Authors: Thank You for this remark. References have been added to the lines you provided.

  • I think it is necessary to give us in "references" all the studies on the same subject ("This is one of the few European studies demonstrating the benefits and safety of IVC 171 filter placement among the oncology population")and discuss the results.

Authors: Thank You for Your remark. In accordance with your suggestion, we have added 3 new references, the results of which have been carefully analyzed and discussed by us. In our opinion, all noteworthy studies on this topic have been included in the references and discussed in the study.

On the one hand, Barginear et al addressed the benefits of IVC filters implantation on overall survival in 206 consecutive oncology patients with VTE. In the study patients were classified into three treatments arms: IVC filter – only (77 patients), anticoagulation-only (62 patients) or combination of both IVC-filter and anticoagulation (67 patients).

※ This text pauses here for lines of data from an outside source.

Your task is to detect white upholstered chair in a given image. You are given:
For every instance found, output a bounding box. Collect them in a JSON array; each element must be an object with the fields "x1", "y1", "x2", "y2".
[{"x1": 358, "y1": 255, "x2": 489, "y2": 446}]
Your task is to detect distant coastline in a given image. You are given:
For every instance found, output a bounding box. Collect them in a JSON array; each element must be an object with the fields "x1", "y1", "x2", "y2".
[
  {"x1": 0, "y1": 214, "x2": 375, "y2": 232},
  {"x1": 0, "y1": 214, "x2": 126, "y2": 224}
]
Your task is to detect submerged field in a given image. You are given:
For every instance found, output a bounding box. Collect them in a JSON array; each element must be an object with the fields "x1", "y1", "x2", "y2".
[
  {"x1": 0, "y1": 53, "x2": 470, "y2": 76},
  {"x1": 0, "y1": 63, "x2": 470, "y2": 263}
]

Authors observed, that median overall survival was significantly higher in the group of anticoagulation-only (13 months) in comparison to the both group treated with IVC filter placement only (2 months) or group treated with combination of anticoagulation and IVC filters 3.25 months; p < 0.0002). Moreover, patients treated with IVC filters placement had 1.9 times higher risk of death compared to patients who were only anticoagulated (HR = 0.528; 95% CI: 0.374-0.745) [12]. On the other hand, Stein et al in their study revealed, that elderly cancers patients had a lower in-hospital all-cause mortality with IVC filters than those who did not have IVC filters (7.4% vs. 11.2%, p <0.0001, respectively; relative risk 0.67). Moreover, within patients after IVC filters placement all-cause mortality rate within 3 months was lower than in patients who did not receive IVC filters (15.1% vs 17.4%, p < 0.0001, respectively; relative risk 0.86) [13]

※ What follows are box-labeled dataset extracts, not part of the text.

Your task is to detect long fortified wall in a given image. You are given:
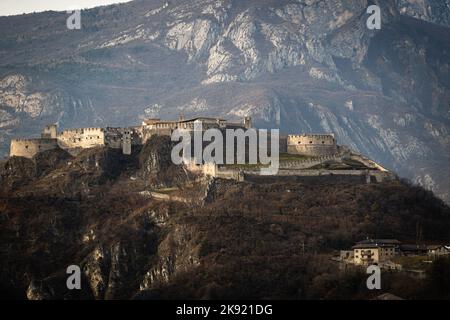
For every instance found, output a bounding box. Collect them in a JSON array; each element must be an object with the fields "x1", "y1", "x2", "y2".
[
  {"x1": 287, "y1": 134, "x2": 338, "y2": 156},
  {"x1": 10, "y1": 138, "x2": 58, "y2": 158},
  {"x1": 58, "y1": 128, "x2": 105, "y2": 150}
]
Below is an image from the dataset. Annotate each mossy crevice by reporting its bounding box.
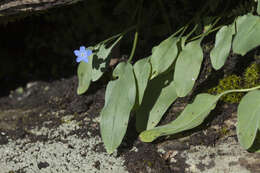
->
[208,62,260,103]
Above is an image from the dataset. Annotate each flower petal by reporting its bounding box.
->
[74,50,80,56]
[79,46,86,51]
[82,58,88,63]
[86,50,92,56]
[76,57,83,62]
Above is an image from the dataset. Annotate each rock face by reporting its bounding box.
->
[0,0,80,16]
[0,77,260,173]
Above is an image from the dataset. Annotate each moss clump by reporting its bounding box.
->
[208,75,243,103]
[208,62,260,103]
[243,63,260,88]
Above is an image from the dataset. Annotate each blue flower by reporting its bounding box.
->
[74,46,92,63]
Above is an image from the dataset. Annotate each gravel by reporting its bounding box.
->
[0,116,127,173]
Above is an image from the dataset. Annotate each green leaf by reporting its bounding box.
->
[237,90,260,149]
[136,71,177,131]
[77,54,93,95]
[174,39,203,97]
[233,14,260,56]
[100,62,136,153]
[92,36,123,81]
[151,36,179,78]
[134,58,151,105]
[139,93,219,142]
[210,25,235,70]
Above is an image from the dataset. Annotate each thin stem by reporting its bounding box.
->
[189,25,223,41]
[99,26,136,44]
[128,31,138,63]
[219,85,260,97]
[157,0,172,33]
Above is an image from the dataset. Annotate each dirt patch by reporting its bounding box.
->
[0,77,258,173]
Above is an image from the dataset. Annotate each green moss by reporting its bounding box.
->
[243,63,260,88]
[208,62,260,103]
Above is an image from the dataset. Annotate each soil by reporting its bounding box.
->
[0,72,258,173]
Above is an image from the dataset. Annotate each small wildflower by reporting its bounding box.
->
[74,46,92,63]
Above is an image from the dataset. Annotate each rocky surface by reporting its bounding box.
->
[0,77,260,173]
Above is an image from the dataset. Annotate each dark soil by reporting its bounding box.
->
[0,72,242,173]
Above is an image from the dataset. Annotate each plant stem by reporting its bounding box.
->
[99,26,136,44]
[157,0,172,33]
[128,31,138,63]
[219,85,260,97]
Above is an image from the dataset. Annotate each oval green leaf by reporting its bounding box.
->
[237,90,260,149]
[139,93,219,142]
[134,58,151,105]
[77,54,93,95]
[233,14,260,56]
[136,71,177,132]
[92,36,123,81]
[174,39,203,97]
[100,62,136,153]
[210,25,235,70]
[151,36,179,78]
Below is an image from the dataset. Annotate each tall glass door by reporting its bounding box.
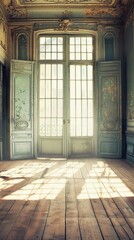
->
[38,35,94,157]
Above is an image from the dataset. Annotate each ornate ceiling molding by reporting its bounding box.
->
[86,6,126,17]
[1,0,133,19]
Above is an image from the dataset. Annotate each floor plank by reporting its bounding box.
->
[0,158,134,240]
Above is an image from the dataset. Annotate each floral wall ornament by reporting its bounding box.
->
[101,77,118,129]
[127,91,134,120]
[5,0,26,18]
[0,13,7,51]
[59,19,72,31]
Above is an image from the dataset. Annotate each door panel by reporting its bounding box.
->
[98,61,122,158]
[38,63,63,156]
[10,60,34,159]
[37,35,94,157]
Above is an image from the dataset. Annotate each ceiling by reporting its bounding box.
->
[1,0,133,21]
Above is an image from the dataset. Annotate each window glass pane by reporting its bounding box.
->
[58,80,63,98]
[40,64,45,79]
[88,118,93,136]
[46,99,51,117]
[70,100,76,118]
[45,118,52,136]
[81,118,88,136]
[82,81,87,98]
[52,118,57,136]
[51,99,57,117]
[57,118,63,136]
[46,80,51,98]
[88,100,93,118]
[76,80,81,98]
[52,80,57,98]
[76,100,81,117]
[70,81,75,98]
[40,99,45,117]
[39,37,63,60]
[70,118,76,137]
[45,64,51,79]
[88,81,93,98]
[40,80,45,98]
[57,99,63,118]
[82,100,88,117]
[76,118,81,136]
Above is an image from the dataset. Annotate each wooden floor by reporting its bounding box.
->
[0,159,134,240]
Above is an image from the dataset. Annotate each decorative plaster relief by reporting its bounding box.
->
[86,6,126,17]
[0,14,7,51]
[101,76,118,130]
[3,0,26,18]
[127,91,134,120]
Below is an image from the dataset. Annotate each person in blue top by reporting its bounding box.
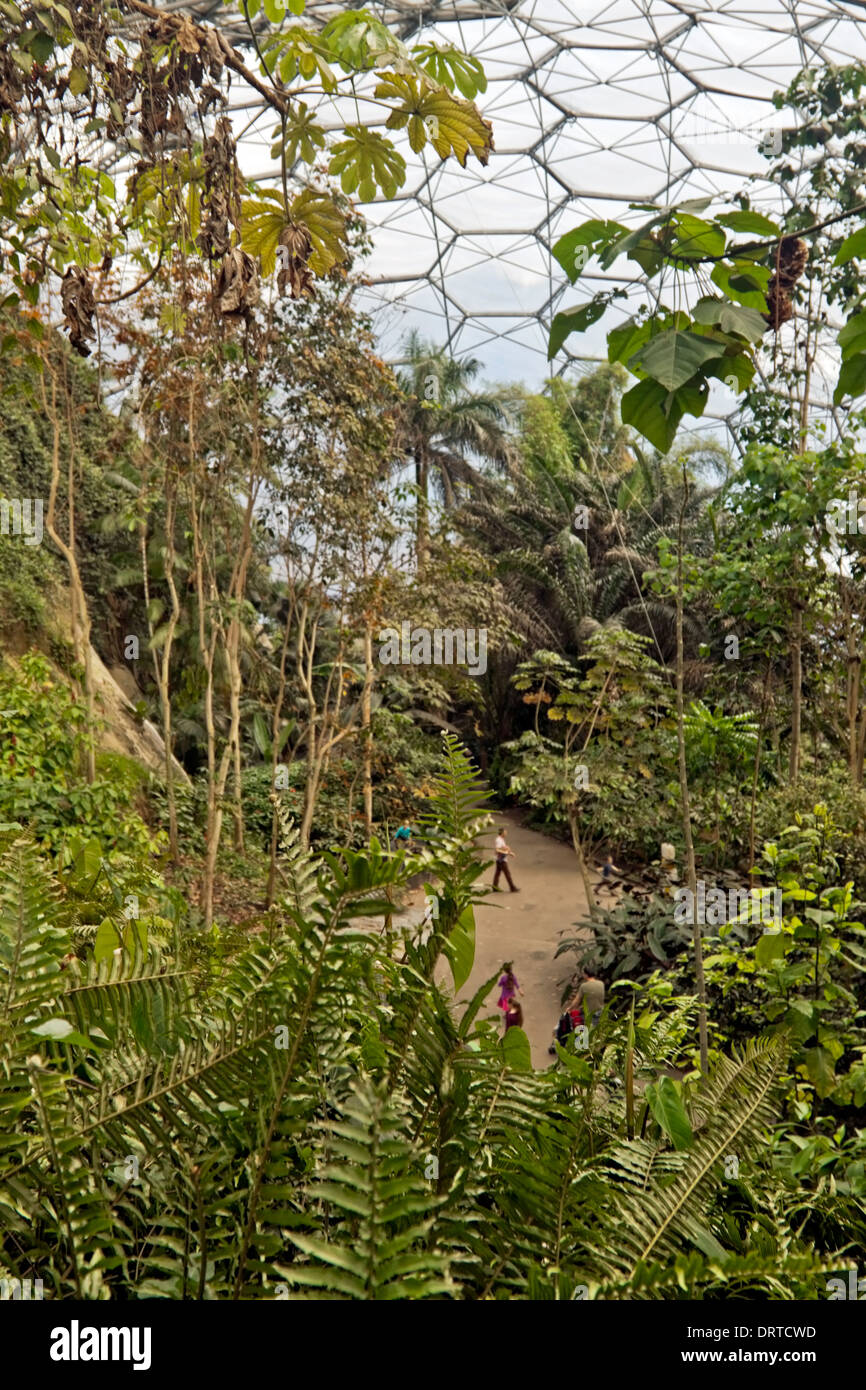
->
[393,821,411,849]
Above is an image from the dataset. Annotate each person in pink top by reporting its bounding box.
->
[496,960,523,1011]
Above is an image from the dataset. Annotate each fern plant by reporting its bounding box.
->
[0,738,852,1300]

This is in line with results obtained by Mansour et al. In the study they retrospectively analyzed 107 cancer patients (>90% of them had with advanced-stage cancer), who had IVC filter implanted. The authors revealed that among 59 patients with advanced stage cancer the median survival was 1.31 months (0.92-2.20). Specifically, 67.8% of patients survived less than three months and 39% of patients survived less than one month [16].

 

  • What is new in your study?" Filter implantation in oncology patients is not associated with a higher risk of complications compared to the group of non-oncology patients". If the same results are found in other studies, you bring nothing new. In this case, it will be quite difficult to recommend the publication of your study.

Authors: Thank You very much for this question. In the study we demonstrate that IVC filter placement is a safe and highly effective method of preventing PE in selected cancer patients with VTE and contraindication to anticoagulation. These conclusions are indeed consistent with the results of studies obtained to date by other researchers, which only makes them even more reliable. We are convinced that the results are an important voice coming from a reference center for the treatment of venous thromboembolism, in the ongoing discussion regarding the difficulties of anticoagulant treatment among oncology patients.  Importantly, more than 60 consecutive patients were included in the study, in which not only the effectiveness and safety of the filter implantation procedure itself, but also the indications for the procedure were analyzed. It is the proper qualification for filter implantation that makes this procedure the most effective and safe, and this is what we wanted to emphasize in presenting our results. On the other hand, the rather low filter retrieval rate shows what still needs to be worked on and improved in the treatment of VTE in cancer patients. Therefore, we believe that the publication of the obtained results will be helpful primarily to clinicians, working on a daily basis with patients suffered from cancer-associated thrombosis.

 

  • About the references: this journal accepts 10-11 authors followed by "et al"? The Vancouver "style" is different.

Authors: Thank You for this remark. Indeed, the references were formatted in 'MDPI' style, we corrected them so that they are now in 'Vancouver' style as required by the journal.